Injecting Drug Users, HIV and Hepatitis C

First Time Users at most Risk of HIV and Hep C

More and more evidence is coming forward to show that many intravenous drug users are infected with blood borne diseases like HIV, Hepatitis C (HCV) and Hepatitis B within their first year of injecting drug use. This can include many young people 'experimenting' for the first time, who may or may not go on to have an injecting 'career'. Lack of awareness and education about safer 'injecting drug use is one theory behind the high incidence as is the lack of access to clean equipment.

First time users are not in contact with agencies, where they would get the information they need as well as clean 'works'.

Perhaps the time has come when we can no longer be complacent, or naive, particularly about younger peoples' drug use. Findings in the survey by the British Market Research Bureau for the Health Education Authority show that two thirds of teenagers aged 11-15 have been offered illegal drugs. Among 15 year olds, 5% have been offered heroin, while 1% have used crack and 6% have been offered cocaine, 2% have used cocaine. These figures leap dramatically to 20% having been offered ecstacy, 4% having used it, 24% offered amphetamines, 11% have used them, 25% offered acid, 11% having used it, and 50% offered cannabis and 35% having used it.

Young drug users remain invisible, and therefore out of reach of health educators, until they either present themselves for help for their opiate/cocaine addiction at specialist and community agencies or are commited for a drug related offence. The evidence for the danger period with regard to infection suggests that by then it may be too late to prevent their being infected with HIV, Hepatitis C, Hepatitis B, etc..

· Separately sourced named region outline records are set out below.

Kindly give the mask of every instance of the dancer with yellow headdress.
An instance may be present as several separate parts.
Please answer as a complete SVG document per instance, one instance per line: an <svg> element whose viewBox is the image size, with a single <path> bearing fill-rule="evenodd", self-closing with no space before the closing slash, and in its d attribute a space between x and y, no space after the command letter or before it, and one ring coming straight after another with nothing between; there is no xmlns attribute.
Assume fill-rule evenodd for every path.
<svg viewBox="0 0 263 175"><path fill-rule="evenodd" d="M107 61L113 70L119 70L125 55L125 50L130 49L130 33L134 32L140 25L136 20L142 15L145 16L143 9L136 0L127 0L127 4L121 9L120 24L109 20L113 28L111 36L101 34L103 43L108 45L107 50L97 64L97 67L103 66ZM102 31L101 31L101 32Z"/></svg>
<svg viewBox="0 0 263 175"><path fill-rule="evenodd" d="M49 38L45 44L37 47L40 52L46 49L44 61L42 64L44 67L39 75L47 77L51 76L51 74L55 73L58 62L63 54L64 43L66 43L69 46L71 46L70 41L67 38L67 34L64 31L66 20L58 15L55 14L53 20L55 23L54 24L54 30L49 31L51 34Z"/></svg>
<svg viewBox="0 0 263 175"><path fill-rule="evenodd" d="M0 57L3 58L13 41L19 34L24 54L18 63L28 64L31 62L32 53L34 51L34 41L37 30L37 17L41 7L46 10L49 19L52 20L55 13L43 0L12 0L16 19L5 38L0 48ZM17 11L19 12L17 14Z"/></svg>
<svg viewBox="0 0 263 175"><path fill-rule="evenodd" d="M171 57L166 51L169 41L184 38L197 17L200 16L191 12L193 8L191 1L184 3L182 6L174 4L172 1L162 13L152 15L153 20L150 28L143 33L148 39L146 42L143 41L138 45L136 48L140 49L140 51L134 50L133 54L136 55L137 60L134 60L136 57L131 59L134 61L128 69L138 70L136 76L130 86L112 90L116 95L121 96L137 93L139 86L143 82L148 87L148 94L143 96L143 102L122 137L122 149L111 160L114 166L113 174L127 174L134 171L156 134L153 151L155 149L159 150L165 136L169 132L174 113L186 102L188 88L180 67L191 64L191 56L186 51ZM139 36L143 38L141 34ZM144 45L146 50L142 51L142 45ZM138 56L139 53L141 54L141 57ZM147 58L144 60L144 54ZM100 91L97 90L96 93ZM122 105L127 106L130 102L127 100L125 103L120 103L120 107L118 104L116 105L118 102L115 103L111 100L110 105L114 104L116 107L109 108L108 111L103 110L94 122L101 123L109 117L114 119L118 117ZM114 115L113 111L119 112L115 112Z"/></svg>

Current 'safer injecting practices' information desperately needs revising to include information about; longer sterilising times (HCV prevention), danger of other shared paraphaenalia like filters and water, and the risk from sharing 'snorting' equipment for cocaine users, to name but a few.

In a climate where young people turn to opiates to 'straighten out' after a binge on ecstacy, where opiates may be bought more cheaply than cannabis, and where opiates are preferred to cannabis by people exposed to urine screening (in prisons and increasingly in the work place), the time is already upon us when we need to find ways to get the relevant information to young people or those experimenting with drugs, very early on, BEFORE they are using drugs rather than after.